Mal was anderes: Nach seinen mehr oder weniger autobiografischen Büchern „Risiko des Ruhms“ (2000), „Dorfpunks“ (2004), „Sternstunden der Bedeutungslosigkeit“ (2007), „Tag der geschlossenen Tür“ (2011) und „Fünf Löcher im Himmel“ (2016) legt Rocko Schamoni mit „Große Freiheit“ eine Art Historienroman vor, ein Porträt des Hamburger Rotlichtmilieus der 60er-Jahre und einer ihrer schillerndsten, heute weitgehend vergessenen Persönlichkeiten: Wolfgang Köhler, seinerzeit auch „Wolli Indienfahrer“ genannt.

Schamoni, als Musiker, Schauspieler, Studio-Braun-Komiker und Mitbetreiber des Golden Pudel Clubs selbst durch und durch Sankt Paulianer, begleitete den 2017 verarmt gestorbenen Wolli in seinen letzten Lebensmonaten, in denen dieser seine Wohnung in Rissen nicht mehr verließ. Wollis Erinnerungen und zeitgenössische Überlieferungen wie Hubert Fichtes 1978 erschienene Interview-Sammlung „Wolli Indienfahrer“ (1978) halfen bei Schamonis Beschreibung der Entwicklung der Reeperbahn und ihrer Seitenstraßen am Beispiel dieser Legende.
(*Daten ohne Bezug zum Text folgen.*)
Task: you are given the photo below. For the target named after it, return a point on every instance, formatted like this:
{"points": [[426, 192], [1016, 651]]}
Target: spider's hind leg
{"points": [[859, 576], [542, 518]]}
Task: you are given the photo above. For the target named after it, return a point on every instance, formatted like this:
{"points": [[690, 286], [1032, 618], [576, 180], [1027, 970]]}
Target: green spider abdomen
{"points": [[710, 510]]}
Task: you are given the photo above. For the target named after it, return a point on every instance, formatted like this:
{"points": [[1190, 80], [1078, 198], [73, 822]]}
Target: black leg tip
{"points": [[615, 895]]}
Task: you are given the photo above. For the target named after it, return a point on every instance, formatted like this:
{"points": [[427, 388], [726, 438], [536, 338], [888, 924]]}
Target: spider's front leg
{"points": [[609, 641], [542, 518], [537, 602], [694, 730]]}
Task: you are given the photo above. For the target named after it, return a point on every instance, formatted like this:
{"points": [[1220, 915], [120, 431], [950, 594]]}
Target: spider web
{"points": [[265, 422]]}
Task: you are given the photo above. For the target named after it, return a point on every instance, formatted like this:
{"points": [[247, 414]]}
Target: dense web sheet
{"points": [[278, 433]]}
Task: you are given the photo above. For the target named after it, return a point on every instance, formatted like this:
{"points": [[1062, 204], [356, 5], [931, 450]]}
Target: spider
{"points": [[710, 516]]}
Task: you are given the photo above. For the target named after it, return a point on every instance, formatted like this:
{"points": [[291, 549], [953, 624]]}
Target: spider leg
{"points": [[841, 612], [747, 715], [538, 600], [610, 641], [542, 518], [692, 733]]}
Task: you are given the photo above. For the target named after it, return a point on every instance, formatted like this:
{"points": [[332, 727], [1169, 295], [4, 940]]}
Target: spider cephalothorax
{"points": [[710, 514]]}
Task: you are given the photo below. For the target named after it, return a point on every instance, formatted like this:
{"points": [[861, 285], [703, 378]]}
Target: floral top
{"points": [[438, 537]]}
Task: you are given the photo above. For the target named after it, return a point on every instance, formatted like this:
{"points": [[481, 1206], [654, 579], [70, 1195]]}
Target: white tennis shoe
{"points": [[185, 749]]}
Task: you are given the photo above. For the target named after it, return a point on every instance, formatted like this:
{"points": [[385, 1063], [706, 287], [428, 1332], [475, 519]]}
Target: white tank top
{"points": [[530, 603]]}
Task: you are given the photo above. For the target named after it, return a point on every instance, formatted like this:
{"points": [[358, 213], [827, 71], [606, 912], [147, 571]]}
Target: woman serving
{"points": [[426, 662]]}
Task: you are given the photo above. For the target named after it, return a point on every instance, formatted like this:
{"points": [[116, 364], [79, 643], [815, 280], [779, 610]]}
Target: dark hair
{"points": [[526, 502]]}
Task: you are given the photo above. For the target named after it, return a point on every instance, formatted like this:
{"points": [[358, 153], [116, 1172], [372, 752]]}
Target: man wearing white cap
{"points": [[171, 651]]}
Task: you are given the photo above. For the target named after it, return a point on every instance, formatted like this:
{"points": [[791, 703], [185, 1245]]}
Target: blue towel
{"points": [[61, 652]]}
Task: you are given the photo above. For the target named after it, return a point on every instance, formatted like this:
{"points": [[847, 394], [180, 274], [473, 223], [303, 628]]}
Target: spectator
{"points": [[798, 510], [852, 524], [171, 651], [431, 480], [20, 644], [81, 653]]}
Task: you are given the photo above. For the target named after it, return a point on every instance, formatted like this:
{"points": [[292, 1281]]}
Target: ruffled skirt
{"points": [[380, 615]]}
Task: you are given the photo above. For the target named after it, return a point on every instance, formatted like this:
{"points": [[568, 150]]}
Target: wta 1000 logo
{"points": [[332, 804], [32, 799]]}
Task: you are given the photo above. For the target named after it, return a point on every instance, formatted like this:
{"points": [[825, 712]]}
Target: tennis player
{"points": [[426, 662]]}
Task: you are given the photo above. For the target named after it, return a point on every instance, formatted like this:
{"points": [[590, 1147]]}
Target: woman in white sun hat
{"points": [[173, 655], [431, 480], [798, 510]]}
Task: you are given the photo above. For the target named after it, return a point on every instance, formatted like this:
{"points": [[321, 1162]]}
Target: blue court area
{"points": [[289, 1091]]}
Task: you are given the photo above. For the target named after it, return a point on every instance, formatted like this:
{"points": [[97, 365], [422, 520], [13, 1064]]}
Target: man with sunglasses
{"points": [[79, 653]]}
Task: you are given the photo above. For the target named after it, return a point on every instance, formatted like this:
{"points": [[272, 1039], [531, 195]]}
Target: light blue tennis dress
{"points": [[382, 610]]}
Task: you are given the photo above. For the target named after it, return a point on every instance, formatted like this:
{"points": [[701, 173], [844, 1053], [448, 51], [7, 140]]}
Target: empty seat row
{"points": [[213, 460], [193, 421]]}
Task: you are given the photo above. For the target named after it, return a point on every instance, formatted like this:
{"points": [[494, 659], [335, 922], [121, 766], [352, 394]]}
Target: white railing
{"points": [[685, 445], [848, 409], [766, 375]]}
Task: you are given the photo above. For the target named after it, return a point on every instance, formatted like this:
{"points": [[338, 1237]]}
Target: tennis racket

Nach diversen Gelegenheitsjobs in Chemnitz, Berlin und Marl arbeitete Wolli sich auf dem Kiez als Dealer, Nachtclub-Portier und Sexfilm-Conférencier bis zum Bordelletagen-Mieter im „Palais d’Amour“ hoch und erlebte persönlich den Aufstieg der Beatles und die Entstehung der Pop-Jugendkultur, aber auch die intellektuelle Boheme dieser Zeit. Er war dabei, als das Dunkel der Kiez-Halbwelt vom Glitzer der Stars wie Little Richard und Profiboxer Norbert Grupe ausgeleuchtet wurde.